The memory begins to fade but not before she recalls there had been someone with her. The elderly next-door neighbor who had been her babysitter the year she was in first grade.
“Do you want to try it on, Chrissy? You can if you want. Just this once.”
And she sees her small hands reaching for it.
1939
FIVE
Mid-January 1939
Violet looked up from the pages of shorthand on her desk and massaged the back of her neck while sneaking in a yawn. All around her the others in the secretary pool were busily tapping away at their typewriters, including Audrey in the far corner by the window. The cacophony of hundreds of keys striking their cylinders seemed louder today. She and Audrey had stayed up too late the night before, drinking and playing Pitch with Bert, Jim, and a script girl named Louise, who won nearly every hand. Violet wasn’t used to entertaining on weeknights the way Audrey was. Getting up in the mornings after crawling into bed at midnight was taking a toll. “You’re only going to be young once,” Audrey had said, when Violet had commented about their eventful social calendar. If Audrey wasn’t asking friends over to the bungalow, she was going out with them and taking Violet with her, partly for the camaraderie but more so for the connections she wanted to make with industry insiders who frequented the same nightclubs and restaurants. Being visible was how a person got noticed, she said.
She and Audrey had been out on the town or entertaining at the house nearly every night since they’d returned from Christmas at the farm. And what a strange holiday it had been. There had been words between Audrey and her father; that much had been clear. Violet had awakened Christmas morning to the sound of raised voices. But by the time she had gotten out of bed and grabbed a robe, Audrey was in the kitchen alone and her father was visible through the window above the sink, striding purposefully toward a farm building outside. Audrey and she had stayed only for breakfast and presents, then left on the noon tr
ain, instead of on the four o’clock. When Violet had asked Audrey if she wanted to talk about what had happened earlier that morning, she had shaken her head.
Violet couldn’t help but assume that Audrey’s current busy schedule left little time for dwelling on the situation with her father back home. Who could blame her? Violet’s parents didn’t dote on her, but she was sure of their love and affection. They still hoped she would tire of Hollywood and return home.

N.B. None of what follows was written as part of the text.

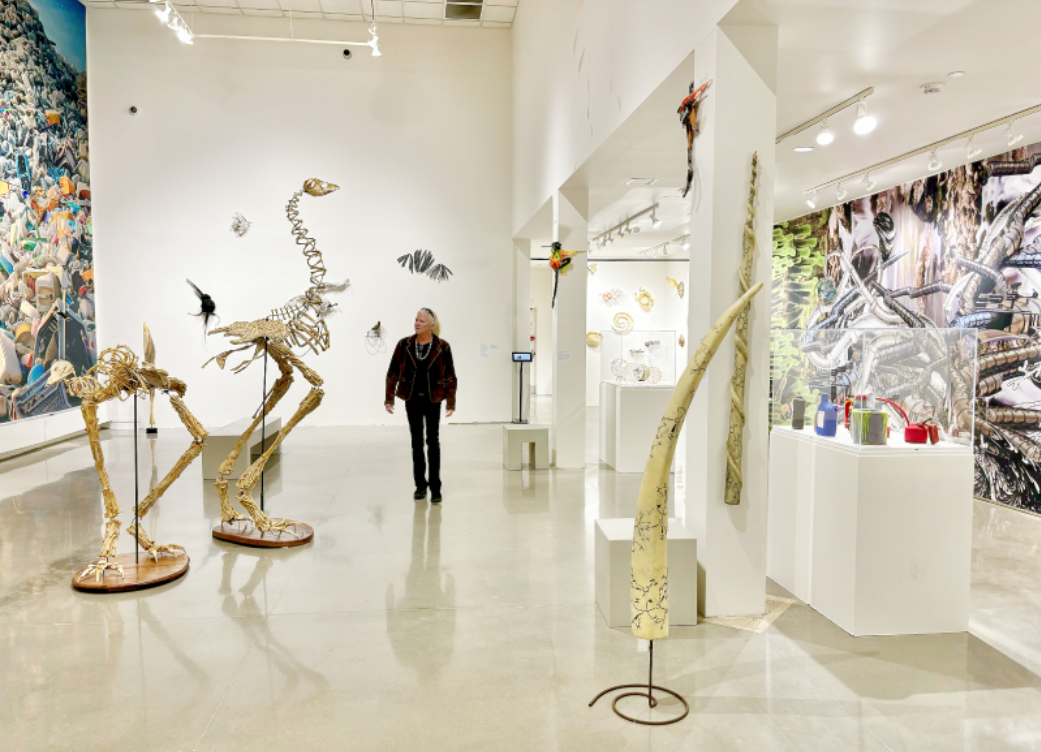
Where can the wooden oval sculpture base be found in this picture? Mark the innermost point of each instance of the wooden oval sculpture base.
(245, 533)
(146, 573)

Audrey had not spoken further about what she’d told Violet out by the Kluge bunkhouse, either; it seemed a thing that aspiring actress Audrey Duvall had not experienced. Violet didn’t know if even Bert knew. And, truth be told, Violet had her own reasons for not wanting to bring up the bunkhouse conversation now that they were back home. She had no desire to talk about the baby Audrey had borne all those years ago and given away.

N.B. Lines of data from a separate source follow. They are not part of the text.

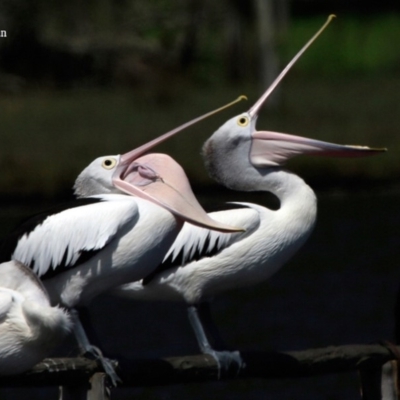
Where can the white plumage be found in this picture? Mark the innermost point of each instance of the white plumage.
(30, 327)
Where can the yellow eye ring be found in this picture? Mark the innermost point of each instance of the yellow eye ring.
(243, 121)
(109, 163)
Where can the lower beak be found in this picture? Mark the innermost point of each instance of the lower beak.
(274, 149)
(161, 180)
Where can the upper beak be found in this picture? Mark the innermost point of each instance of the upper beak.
(273, 148)
(161, 180)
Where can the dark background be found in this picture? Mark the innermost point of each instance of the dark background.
(80, 80)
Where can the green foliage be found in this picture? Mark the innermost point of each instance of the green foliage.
(351, 44)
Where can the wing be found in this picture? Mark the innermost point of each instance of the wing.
(194, 243)
(71, 237)
(5, 303)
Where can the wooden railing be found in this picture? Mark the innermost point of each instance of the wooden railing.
(80, 378)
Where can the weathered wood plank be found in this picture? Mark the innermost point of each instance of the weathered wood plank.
(199, 368)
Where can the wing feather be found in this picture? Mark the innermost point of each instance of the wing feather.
(194, 243)
(61, 239)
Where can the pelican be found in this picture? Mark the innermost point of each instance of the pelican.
(128, 212)
(30, 327)
(202, 263)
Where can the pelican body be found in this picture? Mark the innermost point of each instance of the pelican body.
(201, 263)
(30, 327)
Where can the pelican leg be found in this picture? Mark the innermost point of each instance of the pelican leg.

Violet pulled her hand away from her neck and repositioned herself in her chair. She had a mountain of dictation to get through.
She’d just set her fingers to the keys when she heard the supervisor of the secretary pool call her name. Mrs. Pope was walking toward her with Miss Rabwin, David Selznick’s executive assistant, whom Violet had not yet met in person. Marcella Rabwin, who looked to be about Audrey’s age, moved quickly and decisively. Violet’s immediate thought was that she had forgotten to attend to something important and Selznick was upset with her.
“This is Violet Mayfield,” Mrs. Pope said when they arrived at her desk. “Violet, this is Marcella Rabwin.”
Violet rose unsteadily to her feet. “How do you do, Miss Rabwin?” Her unease must have been obvious.
“Don’t worry—no one is angry with you,” Mrs. Pope said. “Miss Rabwin is in need of an assistant for our new technical advisor and she wants to talk to you.”
“Oh?”
“I hear you were born and raised in the South,” Miss Rabwin said. “And you graduated from secretarial school?”
“Yes, ma’am. That’s correct.”
“We need someone from the pool who can assist Miss Myrick every hour that she’s at the studio, for the duration of the shooting of Gone With the Wind.”